Zum Glück wechselte sich diese im Bett mit ihren Liebhabern wahrscheinlich sadomasochistische Schwester in der Klinik mit einer anderen ab, die man, wiewohl aus anderen Gründen, ebenso schwer sollte vergessen können. Es war eine Frau, die einen beim ersten Anblick schon tödlich erschreckte, denn sie hatte keine Nase. Aber sie trug auch keinerlei Verband oder etwa eine falsche Nase, sie trug schlicht und einfach mitten im Gesicht ein großes rundes Loch, das vage in zwei Hälften unterteilt war. Sie war klein wie ein Küken, brünett, und hatte Augen, die vielleicht aufgrund ihrer Sanftmut deine Aufmerksamkeit erregt hätten, wenn ihr totenschädelartiges Gesicht dich nicht vollends aus der Fassung gebracht hätte. Wenn ich auf die Blonde traf, nahm diese mich sogleich ran. Durch den Warteraum fegte der Wind.
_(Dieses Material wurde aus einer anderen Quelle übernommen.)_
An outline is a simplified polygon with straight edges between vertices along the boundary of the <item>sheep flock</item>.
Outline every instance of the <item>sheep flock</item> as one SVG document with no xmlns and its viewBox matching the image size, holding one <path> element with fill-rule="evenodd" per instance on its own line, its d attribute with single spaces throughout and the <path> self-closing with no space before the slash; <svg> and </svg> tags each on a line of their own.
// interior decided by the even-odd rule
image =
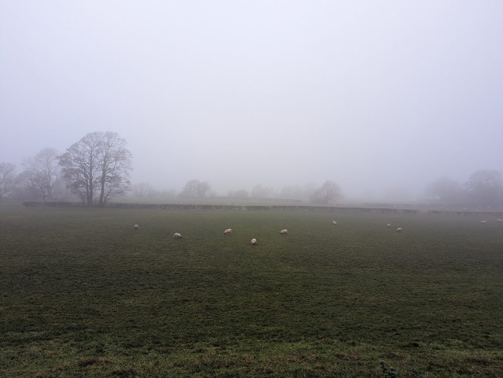
<svg viewBox="0 0 503 378">
<path fill-rule="evenodd" d="M 497 219 L 496 220 L 496 221 L 497 222 L 503 222 L 503 220 L 500 219 Z M 481 224 L 485 224 L 487 222 L 487 220 L 481 220 L 480 221 L 480 223 Z M 335 220 L 332 220 L 332 224 L 333 225 L 334 225 L 334 226 L 337 226 L 337 222 Z M 386 227 L 389 228 L 390 228 L 391 227 L 391 225 L 390 223 L 387 223 L 386 225 Z M 134 226 L 133 226 L 133 227 L 134 227 L 134 229 L 137 230 L 138 229 L 138 224 L 135 224 Z M 401 233 L 402 231 L 403 231 L 403 229 L 401 227 L 399 227 L 398 228 L 396 229 L 396 232 L 398 232 L 398 233 Z M 231 234 L 232 233 L 232 228 L 227 228 L 226 229 L 225 229 L 223 231 L 223 233 L 224 233 L 224 235 L 228 235 L 229 234 Z M 282 234 L 282 235 L 287 235 L 288 234 L 288 230 L 287 230 L 286 228 L 284 228 L 284 229 L 281 230 L 280 231 L 280 233 L 281 234 Z M 179 232 L 175 232 L 175 239 L 181 239 L 182 238 L 182 234 L 181 233 L 179 233 Z M 257 245 L 257 239 L 256 238 L 254 238 L 252 239 L 252 245 Z"/>
</svg>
Wohingegen die Zwergin ohne Nase ungewöhnlich erfolgreich zu sein schien: Bei ihr war das Wartezimmer immerzu gefüllt, voll wie die Kirche in der Auferstehungsnacht. Ich kehrte so gegen zwei Uhr nachts von der Klinik nach Hause zurück. Viele der Patienten, die darauf warteten, einzutreten, brachten ihr Blumen mit. Wenn diese Schwester in der Tür erschien, lächelten die Leute glücklich. Versteht sich von selbst: Wahrscheinlich hatte niemand je eine so leichte Hand. Wenn ich an der Reihe war, und sie mich mit heruntergelassener Hose auf das Wachstuch der Behandlungsliege setzte, betörte mich das Parfüm der Blumen, die, noch in Zellophan eingehüllt, sieben, acht an der Wand aufgereiht stehende Vasen füllten. Die auffallend brünette Frau sprach ruhig und gleichmütig auf mich ein, dann berührte sie einen Augenblick meinen Po mit der Hand, und … das war alles. Ich spürte die Nadel nicht, und das Einsickern des Serums in den Muskel erfuhr ich lediglich als leichte Erwärmung. In ein paar Minuten war alles vorbei, so dass ich fröhlich und glücklich heimkehrte. Die Eltern schauten mich argwöhnisch an: Hatte ich etwa wieder die Phiole weggeworfen, wohin auch immer?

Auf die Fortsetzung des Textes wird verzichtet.